The practice allows sellers to appear more reliable and therefore garner higher prices for their products. In some cases, sellers may be using the positive feedback as a ruse to lure and defraud unsuspecting customers.
"It’s potentially a really big problem, especially for high-end items," said John Morgan, a business and economics professor who co-authored the study with Jennifer Brown, a graduate student.
EBay has policies against users manipulating or padding their feedback. The problem, in different permutations, has existed almost since the auction Web site was founded more than 10 years ago.
Catherine England, a spokeswoman for eBay, in San Jose, said the company takes the problem seriously and has a large staff deployed to fight against it. She also emphasized that the Web site has 105 million items posted at any one time, suggesting that the number of suspect items for sale that were identified by the UC Berkeley study was relatively small.

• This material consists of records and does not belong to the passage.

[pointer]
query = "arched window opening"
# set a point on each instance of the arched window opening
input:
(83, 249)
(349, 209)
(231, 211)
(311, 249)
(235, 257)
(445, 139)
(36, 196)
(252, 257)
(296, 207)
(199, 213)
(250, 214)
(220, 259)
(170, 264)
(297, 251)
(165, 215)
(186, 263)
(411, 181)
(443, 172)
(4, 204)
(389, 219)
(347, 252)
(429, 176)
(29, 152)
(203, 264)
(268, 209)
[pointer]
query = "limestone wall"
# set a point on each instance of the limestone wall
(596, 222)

"Is any system 100 percent effective? No," England said. "But after 10 years, eBay has seen most of the ideas out there, and we have automated tools that keep our site safe."

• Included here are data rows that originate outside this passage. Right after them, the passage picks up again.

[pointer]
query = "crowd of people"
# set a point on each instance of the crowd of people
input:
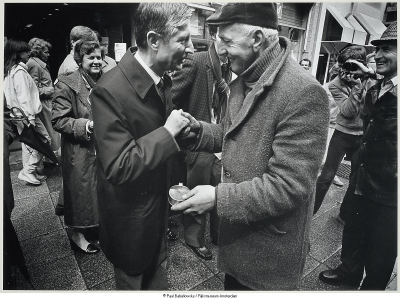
(258, 153)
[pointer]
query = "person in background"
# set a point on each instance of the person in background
(108, 62)
(201, 89)
(135, 130)
(78, 32)
(272, 141)
(348, 129)
(68, 66)
(39, 71)
(20, 91)
(369, 242)
(305, 63)
(72, 117)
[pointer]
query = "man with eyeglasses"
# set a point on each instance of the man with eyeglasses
(370, 233)
(345, 88)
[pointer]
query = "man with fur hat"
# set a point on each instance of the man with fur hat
(272, 140)
(370, 234)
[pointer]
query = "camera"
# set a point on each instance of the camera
(350, 66)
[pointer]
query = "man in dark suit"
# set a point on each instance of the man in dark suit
(130, 105)
(204, 76)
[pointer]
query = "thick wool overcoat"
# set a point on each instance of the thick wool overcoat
(71, 112)
(272, 141)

Feedback is a considered a cornerstone of eBay’s success. Trust is important because users usually make transactions with strangers, often for thousands of dollars.
Users have three choices of feedback to leave: positive, neutral and negative. They can also write a brief note, describing their buying or selling experience.
The data, including a feedback score (the higher the better), is made public on the Web site. Previous studies at other universities have shown that sellers garner more money for their products as their feedback scores increase.
The UC researchers found that there is a large market on eBay for low-priced or seemingly valueless items, whose sale appears designed solely to manipulate feedback ratings. Buyers and sellers who complete a sale — even if for only 1 cent — can leave feedback for each other.
In many cases, sellers expressly spelled out in their listings that the buyer should leave a positive feedback for the seller, according to Morgan. In return, the sellers said they would leave one for the buyer.
According to the study, over six months in 2005, 526 sellers posted 6,526 suspect items. Of those, 5,127 resulted in a sale.
The vast majority of items, 80 percent, were sold at a fixed price: 1 cent. Such sales don’t make economic sense because they automatically result in the seller losing 29 cents in fees.
A follow-up study, over five days in 2006, showed that the feedback market was still active. In this case, they found 398 suspect listings, of which 88 percent resulted in sales.
The study’s authors tested their hand in the feedback underworld by buying a "positive feedback e-book" from three different sellers. In return, they received a three-page file entitled "100 feedbacks in only 7 days," which advised them to buy 100 different items on eBay that cost almost nothing in order to "get your feedback score up to 100 in just a few days."